Je veux dire, vous ne comprenez pas comment c’était là-bas. Et ce n’était pas un endroit agréable. Et si vous saviez vraiment – si vous saviez quoi que ce soit à ce sujet, si vous avez des enfants qui étaient là, ou si vous avez des parents qui étaient là, vous ne seriez pas de ce côté de la table en ce moment.

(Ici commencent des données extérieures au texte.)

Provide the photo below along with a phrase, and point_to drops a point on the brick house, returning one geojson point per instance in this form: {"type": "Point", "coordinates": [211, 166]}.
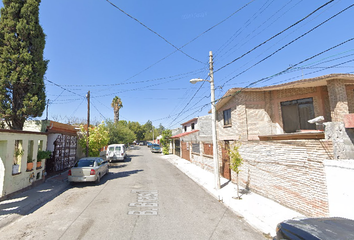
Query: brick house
{"type": "Point", "coordinates": [286, 158]}
{"type": "Point", "coordinates": [15, 173]}
{"type": "Point", "coordinates": [195, 142]}
{"type": "Point", "coordinates": [62, 142]}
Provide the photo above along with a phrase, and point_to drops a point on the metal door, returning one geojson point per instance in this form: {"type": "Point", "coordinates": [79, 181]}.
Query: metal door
{"type": "Point", "coordinates": [185, 151]}
{"type": "Point", "coordinates": [225, 168]}
{"type": "Point", "coordinates": [177, 148]}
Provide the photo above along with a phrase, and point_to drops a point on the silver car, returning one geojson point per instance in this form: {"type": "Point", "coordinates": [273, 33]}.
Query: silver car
{"type": "Point", "coordinates": [89, 169]}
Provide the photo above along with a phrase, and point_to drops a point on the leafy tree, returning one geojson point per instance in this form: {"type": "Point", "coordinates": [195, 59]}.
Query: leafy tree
{"type": "Point", "coordinates": [160, 129]}
{"type": "Point", "coordinates": [116, 105]}
{"type": "Point", "coordinates": [98, 138]}
{"type": "Point", "coordinates": [165, 141]}
{"type": "Point", "coordinates": [119, 133]}
{"type": "Point", "coordinates": [22, 41]}
{"type": "Point", "coordinates": [138, 130]}
{"type": "Point", "coordinates": [235, 162]}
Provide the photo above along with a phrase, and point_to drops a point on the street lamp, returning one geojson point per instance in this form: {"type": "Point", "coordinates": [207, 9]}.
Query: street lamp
{"type": "Point", "coordinates": [213, 121]}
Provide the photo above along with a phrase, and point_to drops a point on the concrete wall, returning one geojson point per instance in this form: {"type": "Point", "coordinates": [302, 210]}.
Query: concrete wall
{"type": "Point", "coordinates": [340, 180]}
{"type": "Point", "coordinates": [10, 182]}
{"type": "Point", "coordinates": [342, 139]}
{"type": "Point", "coordinates": [290, 172]}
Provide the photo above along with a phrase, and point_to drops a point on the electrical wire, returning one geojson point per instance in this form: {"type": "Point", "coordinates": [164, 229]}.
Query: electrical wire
{"type": "Point", "coordinates": [154, 32]}
{"type": "Point", "coordinates": [274, 36]}
{"type": "Point", "coordinates": [294, 40]}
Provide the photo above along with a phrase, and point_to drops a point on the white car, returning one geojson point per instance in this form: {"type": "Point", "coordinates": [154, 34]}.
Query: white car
{"type": "Point", "coordinates": [90, 169]}
{"type": "Point", "coordinates": [116, 152]}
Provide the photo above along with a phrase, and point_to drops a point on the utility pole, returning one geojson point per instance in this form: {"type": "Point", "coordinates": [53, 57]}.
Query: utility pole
{"type": "Point", "coordinates": [46, 117]}
{"type": "Point", "coordinates": [88, 122]}
{"type": "Point", "coordinates": [213, 123]}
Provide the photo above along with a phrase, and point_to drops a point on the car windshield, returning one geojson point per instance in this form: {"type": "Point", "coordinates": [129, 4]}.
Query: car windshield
{"type": "Point", "coordinates": [85, 163]}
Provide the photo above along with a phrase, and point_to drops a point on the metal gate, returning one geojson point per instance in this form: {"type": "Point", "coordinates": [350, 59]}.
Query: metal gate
{"type": "Point", "coordinates": [177, 148]}
{"type": "Point", "coordinates": [185, 151]}
{"type": "Point", "coordinates": [64, 153]}
{"type": "Point", "coordinates": [225, 168]}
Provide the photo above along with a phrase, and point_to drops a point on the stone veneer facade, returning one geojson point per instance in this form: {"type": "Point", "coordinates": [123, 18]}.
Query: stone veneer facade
{"type": "Point", "coordinates": [290, 172]}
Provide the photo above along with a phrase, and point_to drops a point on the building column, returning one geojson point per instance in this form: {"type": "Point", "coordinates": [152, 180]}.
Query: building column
{"type": "Point", "coordinates": [338, 100]}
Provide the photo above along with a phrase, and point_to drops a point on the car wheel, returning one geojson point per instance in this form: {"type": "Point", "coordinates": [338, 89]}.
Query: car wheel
{"type": "Point", "coordinates": [98, 179]}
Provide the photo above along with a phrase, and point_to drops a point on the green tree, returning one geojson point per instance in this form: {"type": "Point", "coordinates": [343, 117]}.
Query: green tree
{"type": "Point", "coordinates": [116, 105]}
{"type": "Point", "coordinates": [22, 41]}
{"type": "Point", "coordinates": [138, 130]}
{"type": "Point", "coordinates": [119, 133]}
{"type": "Point", "coordinates": [165, 141]}
{"type": "Point", "coordinates": [235, 162]}
{"type": "Point", "coordinates": [160, 129]}
{"type": "Point", "coordinates": [98, 138]}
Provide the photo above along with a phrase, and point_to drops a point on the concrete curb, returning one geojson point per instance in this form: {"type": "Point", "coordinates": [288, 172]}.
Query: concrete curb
{"type": "Point", "coordinates": [27, 205]}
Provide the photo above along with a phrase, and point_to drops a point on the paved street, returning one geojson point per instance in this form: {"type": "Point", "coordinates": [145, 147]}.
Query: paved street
{"type": "Point", "coordinates": [144, 197]}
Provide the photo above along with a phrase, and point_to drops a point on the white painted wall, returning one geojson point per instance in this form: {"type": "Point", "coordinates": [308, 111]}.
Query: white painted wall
{"type": "Point", "coordinates": [340, 183]}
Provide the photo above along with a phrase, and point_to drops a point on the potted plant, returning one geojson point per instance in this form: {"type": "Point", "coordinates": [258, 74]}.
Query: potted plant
{"type": "Point", "coordinates": [29, 163]}
{"type": "Point", "coordinates": [42, 155]}
{"type": "Point", "coordinates": [17, 157]}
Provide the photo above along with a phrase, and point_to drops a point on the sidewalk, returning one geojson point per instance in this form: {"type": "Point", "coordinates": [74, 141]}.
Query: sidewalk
{"type": "Point", "coordinates": [22, 203]}
{"type": "Point", "coordinates": [260, 212]}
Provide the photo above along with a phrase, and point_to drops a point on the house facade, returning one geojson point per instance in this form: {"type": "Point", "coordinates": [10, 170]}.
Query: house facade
{"type": "Point", "coordinates": [287, 158]}
{"type": "Point", "coordinates": [17, 148]}
{"type": "Point", "coordinates": [62, 142]}
{"type": "Point", "coordinates": [194, 143]}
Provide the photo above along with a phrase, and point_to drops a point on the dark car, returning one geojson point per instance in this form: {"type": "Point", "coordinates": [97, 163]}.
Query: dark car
{"type": "Point", "coordinates": [89, 169]}
{"type": "Point", "coordinates": [316, 229]}
{"type": "Point", "coordinates": [156, 148]}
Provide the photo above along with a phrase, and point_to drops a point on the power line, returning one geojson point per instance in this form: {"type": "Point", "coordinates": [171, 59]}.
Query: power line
{"type": "Point", "coordinates": [286, 45]}
{"type": "Point", "coordinates": [195, 38]}
{"type": "Point", "coordinates": [154, 32]}
{"type": "Point", "coordinates": [291, 67]}
{"type": "Point", "coordinates": [274, 36]}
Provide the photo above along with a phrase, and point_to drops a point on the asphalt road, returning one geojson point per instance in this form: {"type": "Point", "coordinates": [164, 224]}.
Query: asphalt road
{"type": "Point", "coordinates": [144, 197]}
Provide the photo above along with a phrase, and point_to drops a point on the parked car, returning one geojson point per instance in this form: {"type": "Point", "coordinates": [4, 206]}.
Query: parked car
{"type": "Point", "coordinates": [90, 169]}
{"type": "Point", "coordinates": [116, 152]}
{"type": "Point", "coordinates": [316, 229]}
{"type": "Point", "coordinates": [155, 148]}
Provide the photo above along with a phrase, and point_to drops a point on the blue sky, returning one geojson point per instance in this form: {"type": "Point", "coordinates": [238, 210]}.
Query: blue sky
{"type": "Point", "coordinates": [93, 46]}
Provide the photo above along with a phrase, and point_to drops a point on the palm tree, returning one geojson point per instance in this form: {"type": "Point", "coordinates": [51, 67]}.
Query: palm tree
{"type": "Point", "coordinates": [116, 105]}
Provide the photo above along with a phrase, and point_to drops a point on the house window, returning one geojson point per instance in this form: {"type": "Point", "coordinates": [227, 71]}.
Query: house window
{"type": "Point", "coordinates": [227, 117]}
{"type": "Point", "coordinates": [296, 113]}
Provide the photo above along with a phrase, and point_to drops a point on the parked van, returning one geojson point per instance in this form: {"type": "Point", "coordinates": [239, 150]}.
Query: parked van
{"type": "Point", "coordinates": [115, 152]}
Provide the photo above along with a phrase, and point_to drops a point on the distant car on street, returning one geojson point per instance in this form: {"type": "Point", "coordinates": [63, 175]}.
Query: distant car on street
{"type": "Point", "coordinates": [90, 169]}
{"type": "Point", "coordinates": [156, 148]}
{"type": "Point", "coordinates": [316, 229]}
{"type": "Point", "coordinates": [116, 152]}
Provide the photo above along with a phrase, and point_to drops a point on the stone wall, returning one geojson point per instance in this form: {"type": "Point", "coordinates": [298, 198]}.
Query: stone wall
{"type": "Point", "coordinates": [342, 139]}
{"type": "Point", "coordinates": [290, 172]}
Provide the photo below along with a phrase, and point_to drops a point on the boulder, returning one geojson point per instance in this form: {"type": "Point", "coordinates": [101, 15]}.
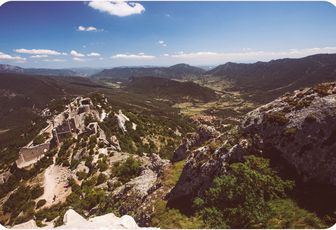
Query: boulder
{"type": "Point", "coordinates": [202, 134]}
{"type": "Point", "coordinates": [299, 128]}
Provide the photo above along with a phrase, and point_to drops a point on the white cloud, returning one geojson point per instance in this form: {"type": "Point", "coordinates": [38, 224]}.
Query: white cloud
{"type": "Point", "coordinates": [88, 29]}
{"type": "Point", "coordinates": [118, 8]}
{"type": "Point", "coordinates": [38, 52]}
{"type": "Point", "coordinates": [7, 57]}
{"type": "Point", "coordinates": [93, 54]}
{"type": "Point", "coordinates": [54, 60]}
{"type": "Point", "coordinates": [132, 56]}
{"type": "Point", "coordinates": [78, 59]}
{"type": "Point", "coordinates": [39, 56]}
{"type": "Point", "coordinates": [247, 55]}
{"type": "Point", "coordinates": [162, 43]}
{"type": "Point", "coordinates": [74, 53]}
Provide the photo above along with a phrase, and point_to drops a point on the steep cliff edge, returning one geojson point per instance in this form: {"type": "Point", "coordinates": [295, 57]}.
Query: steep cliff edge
{"type": "Point", "coordinates": [299, 129]}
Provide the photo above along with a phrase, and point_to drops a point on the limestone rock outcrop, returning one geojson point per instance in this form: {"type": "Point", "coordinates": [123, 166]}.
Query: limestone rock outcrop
{"type": "Point", "coordinates": [301, 129]}
{"type": "Point", "coordinates": [72, 220]}
{"type": "Point", "coordinates": [202, 134]}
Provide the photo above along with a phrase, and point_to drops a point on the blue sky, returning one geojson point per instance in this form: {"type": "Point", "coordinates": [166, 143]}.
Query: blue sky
{"type": "Point", "coordinates": [95, 34]}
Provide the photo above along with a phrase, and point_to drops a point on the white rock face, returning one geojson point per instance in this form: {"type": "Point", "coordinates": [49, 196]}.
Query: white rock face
{"type": "Point", "coordinates": [122, 120]}
{"type": "Point", "coordinates": [72, 220]}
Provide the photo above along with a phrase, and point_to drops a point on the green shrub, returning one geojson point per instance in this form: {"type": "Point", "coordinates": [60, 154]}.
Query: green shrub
{"type": "Point", "coordinates": [240, 199]}
{"type": "Point", "coordinates": [40, 203]}
{"type": "Point", "coordinates": [277, 118]}
{"type": "Point", "coordinates": [127, 170]}
{"type": "Point", "coordinates": [40, 139]}
{"type": "Point", "coordinates": [286, 214]}
{"type": "Point", "coordinates": [81, 175]}
{"type": "Point", "coordinates": [101, 179]}
{"type": "Point", "coordinates": [166, 218]}
{"type": "Point", "coordinates": [36, 192]}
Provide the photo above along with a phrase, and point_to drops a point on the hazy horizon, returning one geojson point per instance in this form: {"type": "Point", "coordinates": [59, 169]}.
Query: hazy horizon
{"type": "Point", "coordinates": [108, 34]}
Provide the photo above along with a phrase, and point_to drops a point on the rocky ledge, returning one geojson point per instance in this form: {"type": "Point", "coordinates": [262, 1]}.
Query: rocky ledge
{"type": "Point", "coordinates": [301, 129]}
{"type": "Point", "coordinates": [72, 220]}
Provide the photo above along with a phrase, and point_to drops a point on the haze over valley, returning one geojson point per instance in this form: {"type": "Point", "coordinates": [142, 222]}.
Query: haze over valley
{"type": "Point", "coordinates": [116, 115]}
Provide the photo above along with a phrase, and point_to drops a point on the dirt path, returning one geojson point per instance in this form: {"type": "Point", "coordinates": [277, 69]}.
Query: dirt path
{"type": "Point", "coordinates": [56, 184]}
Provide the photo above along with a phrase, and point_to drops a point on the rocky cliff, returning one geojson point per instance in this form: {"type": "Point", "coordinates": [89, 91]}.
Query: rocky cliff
{"type": "Point", "coordinates": [72, 220]}
{"type": "Point", "coordinates": [299, 128]}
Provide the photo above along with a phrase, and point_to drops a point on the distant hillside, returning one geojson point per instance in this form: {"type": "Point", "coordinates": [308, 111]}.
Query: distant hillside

Je veux dire, vous ne comprenez pas, ce n’était pas – c’était un cauchemar. Maintenant, ce n’était pas un cauchemar total , il y a eu de bons moments là-bas, aussi. Ne vous méprenez pas. L’école était plutôt bonne, et nous avons pu faire beaucoup de choses comme du sport et des trucs comme ça. Mais je veux dire, dans l’ensemble, ça craignait – excusez-moi.

Il a poursuivi :

On se faisait battre tout le temps pour des trucs stupides. On – on devait faire des choses qu’on ne voulait pas faire, qu’on était incapable de faire. Ou vous deviez manger des choses qu’une personne normale ne mangerait pas, mais parce qu’ils les servaient, vous deviez les manger. Et si vous ne le mangiez pas, vous étiez battu. Et si tu tombais malade et que tu vomissais, tu devais même manger ton propre vomi.

Ça, ce n’est pas bien.

Dale Greene (dans le cercle) par BuzzFeed News

Lors d’une déposition au début du litige, Jack Sartore et les autres avocats de la défense ont dû se rendre à Sarasota, en Floride. Widman et sa femme, Cynthia, les ont emmenés à Siesta Key, une île barrière, pour se baigner et dîner. L’île est réputée pour son sable blanc pur et son eau propre et accueillante. Pour une fois, se souvient Widman, Sartore, qui avait sévèrement évité tout bavardage amical, même mineur, s’est soumis à un comportement social. Peut-être allait-il se détendre un peu ?

C’était une belle journée qui s’est transformée en une belle soirée. Le groupe s’est assis à l’extérieur, a mangé un délicieux repas de poisson et a discuté de l’affaire en toute civilité.

Widman pense que le litige fait du tort aux orphelins. Il ouvre de vieilles blessures et en crée de nouvelles. Il a dit à Sartore que ses plaignants méritaient des excuses et qu’ils devaient pouvoir bénéficier de conseils pour le reste de leur vie. Il a demandé à Sartore s’il accepterait un accord.

Mais il n’y a pas eu d’accord, et l’affaire a continué.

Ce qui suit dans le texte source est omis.